La máquina de Teo

Eddy Dí­az Souza

                                    A mi primera máquina de escribir.

 

A Teobaldo le regalaron una máquina de escribir. La máquina había pertenecido a un tío suyo que la había heredado de otro tío, que a su vez la había heredado de otro tío, cuyo tío… 

Era una máquina de escribir bastante vieja. 

Pero a Teobaldo le gustó mucho. La máquina tenía un aspecto bestial, corpulenta y afable como una tortuga o como una moto con sidecar. Parecía sonreír de oreja a oreja, mostrando sus cuarenta y ocho dientes, desde la tecla de Retroceso hasta la tecla de Mayúsculas.

Sus amigos no aguantaron la risa. Una máquina tan vieja, tan pesada, tan arcaica, no podía compararse a sus veloces computadores que tenían dos cornetas como par de orejas, y un micrófono, y dispositivo para CD, y luces, y pantalla plana, y mouse óptico y…

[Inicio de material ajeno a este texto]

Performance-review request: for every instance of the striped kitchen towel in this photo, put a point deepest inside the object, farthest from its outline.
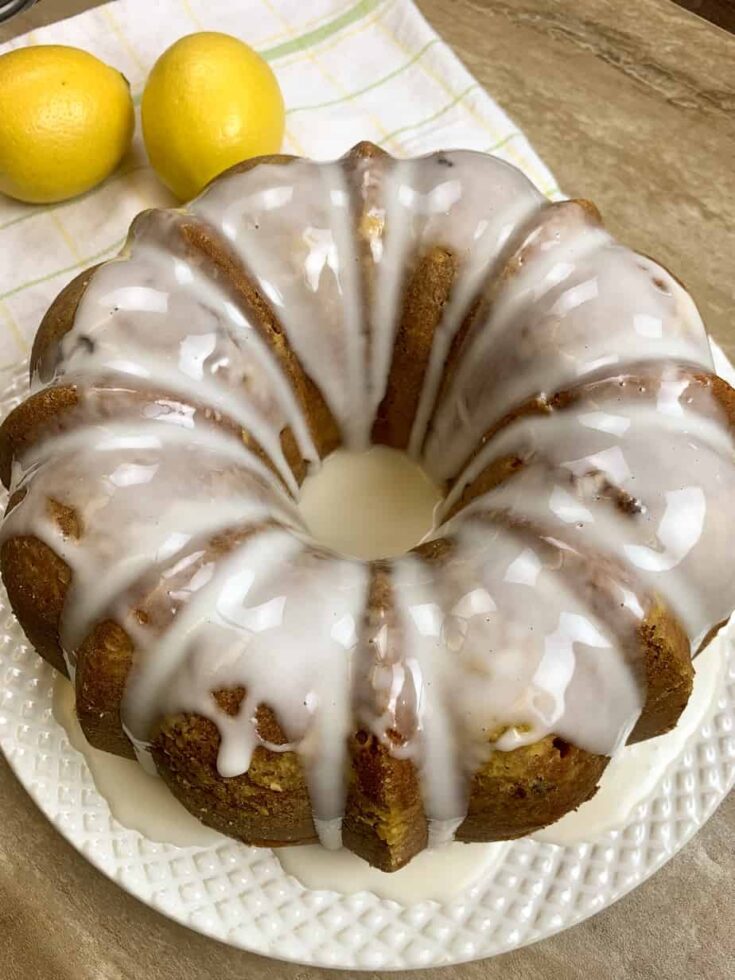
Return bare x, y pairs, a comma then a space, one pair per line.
349, 69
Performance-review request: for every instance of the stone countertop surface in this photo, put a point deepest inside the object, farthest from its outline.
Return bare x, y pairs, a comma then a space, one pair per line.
631, 104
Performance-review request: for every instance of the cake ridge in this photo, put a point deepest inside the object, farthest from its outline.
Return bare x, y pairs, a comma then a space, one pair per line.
295, 307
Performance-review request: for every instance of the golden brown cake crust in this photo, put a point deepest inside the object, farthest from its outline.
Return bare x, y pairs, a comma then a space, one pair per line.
512, 794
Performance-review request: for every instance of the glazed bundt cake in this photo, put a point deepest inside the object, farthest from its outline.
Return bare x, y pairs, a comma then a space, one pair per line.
557, 385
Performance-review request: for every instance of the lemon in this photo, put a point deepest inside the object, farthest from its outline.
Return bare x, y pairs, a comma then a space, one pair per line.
209, 102
66, 119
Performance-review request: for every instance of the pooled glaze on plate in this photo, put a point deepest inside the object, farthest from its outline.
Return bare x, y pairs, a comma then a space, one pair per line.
506, 634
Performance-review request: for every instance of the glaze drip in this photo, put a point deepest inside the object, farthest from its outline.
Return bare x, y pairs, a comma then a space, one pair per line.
566, 404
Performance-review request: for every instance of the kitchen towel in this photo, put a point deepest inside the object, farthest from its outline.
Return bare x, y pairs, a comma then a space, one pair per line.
349, 70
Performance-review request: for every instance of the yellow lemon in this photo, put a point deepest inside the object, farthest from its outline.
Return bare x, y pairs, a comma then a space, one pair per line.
209, 103
66, 119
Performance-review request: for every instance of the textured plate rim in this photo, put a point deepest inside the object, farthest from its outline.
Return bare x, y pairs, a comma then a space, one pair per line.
535, 891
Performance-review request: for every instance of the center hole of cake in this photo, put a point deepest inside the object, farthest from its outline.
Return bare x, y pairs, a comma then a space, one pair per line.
375, 504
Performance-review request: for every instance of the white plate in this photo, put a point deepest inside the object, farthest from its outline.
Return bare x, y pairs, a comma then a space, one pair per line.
242, 896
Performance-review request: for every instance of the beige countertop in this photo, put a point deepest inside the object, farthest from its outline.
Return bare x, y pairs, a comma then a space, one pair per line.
632, 104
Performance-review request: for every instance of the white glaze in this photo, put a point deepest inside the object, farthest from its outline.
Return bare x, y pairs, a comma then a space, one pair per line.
636, 770
137, 800
433, 876
521, 630
369, 505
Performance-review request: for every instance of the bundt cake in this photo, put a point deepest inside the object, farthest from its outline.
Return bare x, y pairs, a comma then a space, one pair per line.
558, 386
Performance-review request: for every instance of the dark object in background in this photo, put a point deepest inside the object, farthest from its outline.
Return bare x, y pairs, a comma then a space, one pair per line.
10, 7
721, 12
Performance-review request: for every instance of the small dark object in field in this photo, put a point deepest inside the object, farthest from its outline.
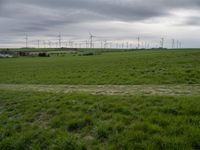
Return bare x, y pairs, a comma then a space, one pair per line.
43, 55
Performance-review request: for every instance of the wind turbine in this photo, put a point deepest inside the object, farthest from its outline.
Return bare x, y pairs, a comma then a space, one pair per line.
91, 39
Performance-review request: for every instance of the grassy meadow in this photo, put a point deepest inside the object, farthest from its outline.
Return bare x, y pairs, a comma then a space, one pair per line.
80, 121
36, 119
125, 68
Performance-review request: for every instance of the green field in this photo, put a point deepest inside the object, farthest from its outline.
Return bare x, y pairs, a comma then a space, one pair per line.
80, 121
146, 67
114, 100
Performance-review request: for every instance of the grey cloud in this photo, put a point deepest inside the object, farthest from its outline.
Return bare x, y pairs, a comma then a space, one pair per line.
17, 16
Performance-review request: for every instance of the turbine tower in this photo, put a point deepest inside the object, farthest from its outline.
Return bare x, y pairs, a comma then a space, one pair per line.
91, 40
138, 39
26, 38
59, 40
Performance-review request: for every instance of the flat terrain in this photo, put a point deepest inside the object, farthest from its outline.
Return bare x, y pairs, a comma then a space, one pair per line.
35, 120
119, 100
160, 90
126, 68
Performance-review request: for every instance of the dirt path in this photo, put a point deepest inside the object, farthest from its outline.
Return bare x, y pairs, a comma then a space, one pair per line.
163, 90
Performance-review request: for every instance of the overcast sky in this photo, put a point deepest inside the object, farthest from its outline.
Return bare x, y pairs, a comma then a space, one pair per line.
116, 20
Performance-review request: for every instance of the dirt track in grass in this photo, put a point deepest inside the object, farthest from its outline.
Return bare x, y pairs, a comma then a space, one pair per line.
162, 90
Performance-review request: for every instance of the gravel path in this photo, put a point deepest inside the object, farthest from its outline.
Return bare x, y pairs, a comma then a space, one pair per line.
162, 90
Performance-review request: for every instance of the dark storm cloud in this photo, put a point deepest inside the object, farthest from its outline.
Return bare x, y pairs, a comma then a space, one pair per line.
17, 16
91, 10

Pero Teo era feliz con su máquina de escribir. Porque no era una máquina común y corriente. No, para nada. Aquella era una máquina que escribía sola. ¿Quién, en el mundo, podía tener una igual? Nadie. Solo Teobaldo tenía la máquina perfecta: la máquina de hacer las tareas escolares. Es cierto que estaba algo achacosa, gruñona y que masticaba lentamente las frases; es cierto que una tecla se ponía a pensar mientras la otra golpeaba la pálida hoja, al ritmo frenético de un colibrí que enamora la rosa; es cierto que tenía una tos profunda, como de lámpara mágica en la que dormita un antiguo genio; es cierto, que era una máquina “prehistórica”, pero nada ni nadie le impediría cumplir con su responsabilidad: hacer todas las tareas de Teobaldo. Ella sería absoluta responsable de redactar, tachar, pensar y solucionar cualquier asunto escolar y, ¿por qué no?, sentimental. 

¡Enhorabuena! Teo no necesitaría mover ni un dedo, ni siquiera los labios para decir palabra o los ojos para encontrarlas.

Loco de contento, Teobaldo dio a la máquina sus trabajos pendientes de matemática, historia, geografía, literatura, física, biología, dibujo, psicología, química, matemática, historia, geografía, literatura, física, biología, dibujo, psicología, química, matemática, historia… 

Y la máquina escribió sola. 

Luego le ordenó que hiciera un poema. Y ella, obediente, escribió uno. 

¡Oh, qué bien sonaba aquel poema! Tanto le gustó a Teo, que le ordenó a su máquina que escribiera otros más. Y la máquina escribió dos, escribió tres, escribió cuatro… Hizo un garabato. Y escribió seis, escribió veinte, escribió cien… ¡Requetebién! Más de mil y un poemas. 

Poemas a la escuela, 

poemas a la maestra, 

poemas a la que no era novia de Teobaldo, pero que algún día lo sería; 

poemas al panadero, 

poemas a la fuente del parque, que de tan vieja y olvidada ni chorro de agua echaba; 

poemas a la naturaleza, 

poemas al trabajo, 

poemas a las lombrices y también a las narices; 

poemas, poemas, peomas, 

pamoes, maopes, peamos… 

Nada ni nadie podía detener a la máquina de escribir. Trabajaba de día y trabajaba de noche: tacla tacla tacla tacla…, sin parar. 

Si no hubiera sido por aquel pequeño desenfreno de la máquina… 

Si no hubiera sido por aquel insoportable tacla tacla tacla tacla que tenía a medio pueblo de mal genio y sin poder dormir… 

Si no hubiera sido porque las hojas se lanzaron al aire con todos los versos… 

Si no hubiera sido porque la profe de Literatura descubrió que un párrafo firmado por Teobaldo era copia idéntica de un texto de Cervantes… 

Si no hubiera sido porque Mambrú se fue a la guerra, qué dolor, qué dolor, qué pena… 

Si no hubiera sido porque en la suma de la máquina, 2+2 era igual a dos cisnes que se miran con el rabito del ojo… 

Si no hubiera sido porque la máquina hablaba y hablaba sola, todo el tiempo, sin necesidad de conectarse a Internet o abrir una ventana para chatear… 

Si no hubiera sido porque la maestra de piano dijo que la máquina estaba embrujada… 

Si no hubiera sido por aquel ramillete de disparates ortográficos y geográficos, el director de la escuela no habría puesto cara seria, la más seria cara de su vida, una máscara agria que no solía usar ni en sus peores días festivos… 

Si no hubiera sido un mal día, Teo se habría quedado con su máquina de escribir, por siempre. 

Pero ahí está. Bajo la campana de vidrio sordo, en este Museo que nadie visita, la máquina que teclea, teclea, teclea… y sueña.